Encapsulate sampling configuration (temperature, nucleus sampling) and internal buffers needed for efficient token sampling.

Constructors

Sampler(vocab_size::Int32, temperature::Float32, topp::Float32, rng_seed::Int128) Construct a sampler with automatically allocated internal buffers for nucleus (top-p) sampling.
Sampler(vocab_size::Int32, probindex::Vector{ProbIndex}, temperature::Float32, topp::Float32, rng_state::Int128) Construct a sampler using a caller-provided probindex workspace buffer. The buffer must have length at least vocab_size.

Fields

vocab_size::Int32: Vocabulary size
temperature::Float32: Sampling temperature (0 = greedy)
topp::Float32: Nucleus sampling threshold
rng_state::Int128: Random number generator state

Sampler is callable and can be applied to a vector of logits to obtain the next token index.

source

Llama2.ProbIndex — Type

ProbIndex

Create a ProbIndex from an AbstractFloat and an Integer.

prob contains a proberbility and is stored as an Int32 and index is stored as a Float32. Throw a DomainError if index < 0.

Examples

julia> Llama2.ProbIndex(1.0, 2)
ProbIndex(1.0f0, 2)

julia> ProbIndex(1.0, -1)
ERROR: DomainError with Prob index must be > 0.:
[...]

source

Base.isless — Method

isless(a::ProbIndex, b::ProbIndex) -> Bool

Comparison function for ordering ProbIndex values by probability.

Return true if a.prob < b.prob.

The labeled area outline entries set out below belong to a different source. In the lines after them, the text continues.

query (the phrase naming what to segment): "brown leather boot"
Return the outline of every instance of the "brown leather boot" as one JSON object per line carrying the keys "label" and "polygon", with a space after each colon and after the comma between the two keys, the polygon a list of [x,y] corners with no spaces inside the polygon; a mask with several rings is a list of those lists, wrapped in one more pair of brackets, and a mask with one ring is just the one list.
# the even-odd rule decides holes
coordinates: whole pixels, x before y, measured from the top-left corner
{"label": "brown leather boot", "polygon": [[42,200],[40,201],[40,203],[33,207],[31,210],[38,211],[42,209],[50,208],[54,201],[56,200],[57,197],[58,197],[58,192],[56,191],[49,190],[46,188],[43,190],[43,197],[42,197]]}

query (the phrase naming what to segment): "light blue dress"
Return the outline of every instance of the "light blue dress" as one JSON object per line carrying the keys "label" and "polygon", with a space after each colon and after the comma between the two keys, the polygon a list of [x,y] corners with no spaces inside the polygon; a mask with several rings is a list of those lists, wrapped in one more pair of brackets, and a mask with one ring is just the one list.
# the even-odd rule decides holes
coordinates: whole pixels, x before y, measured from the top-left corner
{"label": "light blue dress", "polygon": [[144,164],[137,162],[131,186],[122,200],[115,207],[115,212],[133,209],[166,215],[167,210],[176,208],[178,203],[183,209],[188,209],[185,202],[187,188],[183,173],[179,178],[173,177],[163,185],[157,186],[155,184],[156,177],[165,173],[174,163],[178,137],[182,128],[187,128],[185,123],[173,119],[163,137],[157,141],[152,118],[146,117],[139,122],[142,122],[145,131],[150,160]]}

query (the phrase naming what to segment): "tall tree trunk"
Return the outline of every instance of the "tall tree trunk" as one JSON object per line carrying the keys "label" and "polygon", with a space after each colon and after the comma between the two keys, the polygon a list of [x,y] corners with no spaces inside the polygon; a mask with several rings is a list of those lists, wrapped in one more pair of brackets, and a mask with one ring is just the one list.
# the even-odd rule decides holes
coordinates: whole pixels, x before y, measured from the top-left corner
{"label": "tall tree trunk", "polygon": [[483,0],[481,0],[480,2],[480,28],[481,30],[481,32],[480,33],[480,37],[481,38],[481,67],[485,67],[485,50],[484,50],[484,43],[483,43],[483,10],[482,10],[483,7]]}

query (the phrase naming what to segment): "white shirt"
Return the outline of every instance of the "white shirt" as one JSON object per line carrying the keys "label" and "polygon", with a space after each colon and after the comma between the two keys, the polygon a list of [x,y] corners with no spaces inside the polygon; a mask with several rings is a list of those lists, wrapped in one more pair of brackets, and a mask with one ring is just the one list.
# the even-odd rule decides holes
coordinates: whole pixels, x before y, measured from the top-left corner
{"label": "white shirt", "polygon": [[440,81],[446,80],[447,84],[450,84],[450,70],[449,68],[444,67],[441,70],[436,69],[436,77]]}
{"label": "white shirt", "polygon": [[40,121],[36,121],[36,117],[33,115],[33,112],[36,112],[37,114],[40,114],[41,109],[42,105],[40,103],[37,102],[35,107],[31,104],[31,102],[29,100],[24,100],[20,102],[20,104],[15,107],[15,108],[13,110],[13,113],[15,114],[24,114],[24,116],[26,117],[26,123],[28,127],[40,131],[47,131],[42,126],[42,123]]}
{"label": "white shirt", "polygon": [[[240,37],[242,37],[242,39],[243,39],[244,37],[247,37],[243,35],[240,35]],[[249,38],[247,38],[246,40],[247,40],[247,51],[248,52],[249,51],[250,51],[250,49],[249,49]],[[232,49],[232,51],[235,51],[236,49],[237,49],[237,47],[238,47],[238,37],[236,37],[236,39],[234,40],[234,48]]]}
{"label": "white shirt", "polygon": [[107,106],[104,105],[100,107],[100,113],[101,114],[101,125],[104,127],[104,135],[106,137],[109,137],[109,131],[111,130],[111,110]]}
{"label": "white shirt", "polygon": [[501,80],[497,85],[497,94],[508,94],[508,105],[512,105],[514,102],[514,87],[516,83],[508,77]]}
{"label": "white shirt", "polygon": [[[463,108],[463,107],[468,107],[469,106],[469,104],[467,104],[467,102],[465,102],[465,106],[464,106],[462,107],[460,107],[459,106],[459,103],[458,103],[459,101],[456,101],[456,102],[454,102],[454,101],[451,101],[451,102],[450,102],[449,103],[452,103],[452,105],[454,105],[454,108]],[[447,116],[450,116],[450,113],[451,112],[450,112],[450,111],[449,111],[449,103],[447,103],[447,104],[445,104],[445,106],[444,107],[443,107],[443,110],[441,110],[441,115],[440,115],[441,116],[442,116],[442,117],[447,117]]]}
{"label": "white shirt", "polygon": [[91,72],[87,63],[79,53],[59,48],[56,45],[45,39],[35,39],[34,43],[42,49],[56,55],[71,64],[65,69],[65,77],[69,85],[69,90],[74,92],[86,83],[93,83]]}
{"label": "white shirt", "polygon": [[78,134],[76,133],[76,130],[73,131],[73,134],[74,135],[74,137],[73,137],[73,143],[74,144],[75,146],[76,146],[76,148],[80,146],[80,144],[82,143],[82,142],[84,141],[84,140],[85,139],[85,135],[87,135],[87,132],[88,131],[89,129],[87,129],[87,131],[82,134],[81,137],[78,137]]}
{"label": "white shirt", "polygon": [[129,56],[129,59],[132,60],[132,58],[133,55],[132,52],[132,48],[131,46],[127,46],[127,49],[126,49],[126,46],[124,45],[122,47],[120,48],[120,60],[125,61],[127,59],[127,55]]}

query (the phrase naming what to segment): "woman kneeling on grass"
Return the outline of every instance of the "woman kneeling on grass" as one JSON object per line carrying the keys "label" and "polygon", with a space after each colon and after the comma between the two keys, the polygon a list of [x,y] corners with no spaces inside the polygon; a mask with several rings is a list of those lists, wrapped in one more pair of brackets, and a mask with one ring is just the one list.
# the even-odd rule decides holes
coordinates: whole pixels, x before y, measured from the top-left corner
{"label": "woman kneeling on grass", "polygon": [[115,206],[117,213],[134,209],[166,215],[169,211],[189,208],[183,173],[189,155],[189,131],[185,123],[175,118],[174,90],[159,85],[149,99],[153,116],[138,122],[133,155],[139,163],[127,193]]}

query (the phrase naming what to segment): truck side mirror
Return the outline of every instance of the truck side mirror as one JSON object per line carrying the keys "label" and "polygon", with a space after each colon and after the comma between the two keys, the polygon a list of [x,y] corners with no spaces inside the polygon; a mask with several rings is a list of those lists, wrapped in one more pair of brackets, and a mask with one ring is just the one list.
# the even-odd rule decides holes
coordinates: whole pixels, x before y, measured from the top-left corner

Intended for use as the lt argument to sorting routines.

source

Llama2.sample_mult — Function

sample_mult(probabilities, coin) -> Int

Sample an index from a multinomial distribution.

Given a vector of normalized probabilities and a uniform random number coin ∈ [0, 1), returns the first index whose cumulative probability exceeds coin.

Arguments

probabilities::Vector{Float32}: Probability mass function (must sum to 1).
coin::Float32: Uniform random number in [0, 1).

Returns

Index of the sampled element.

If numerical roundoff prevents an early return, the last index is returned.

source

Llama2.sample_topp — Function

sample_topp(probabilities, topp, probindex, coin) -> Int

Sample an index using nucleus (top-p) sampling.

Selects the smallest set of tokens whose cumulative probability mass exceeds topp, then samples from this restricted distribution using the provided random number.

Arguments

probabilities::Vector{Float32}: Normalized probability distribution.
topp::Float32: Cumulative probability threshold (0 < topp < 1).
probindex::Vector{ProbIndex}: Preallocated workspace for sorting and indexing candidate tokens.
coin::Float32: Uniform random number in [0, 1).

Returns

Index of the sampled token.

The probindex buffer is mutated and reused to avoid allocations.

source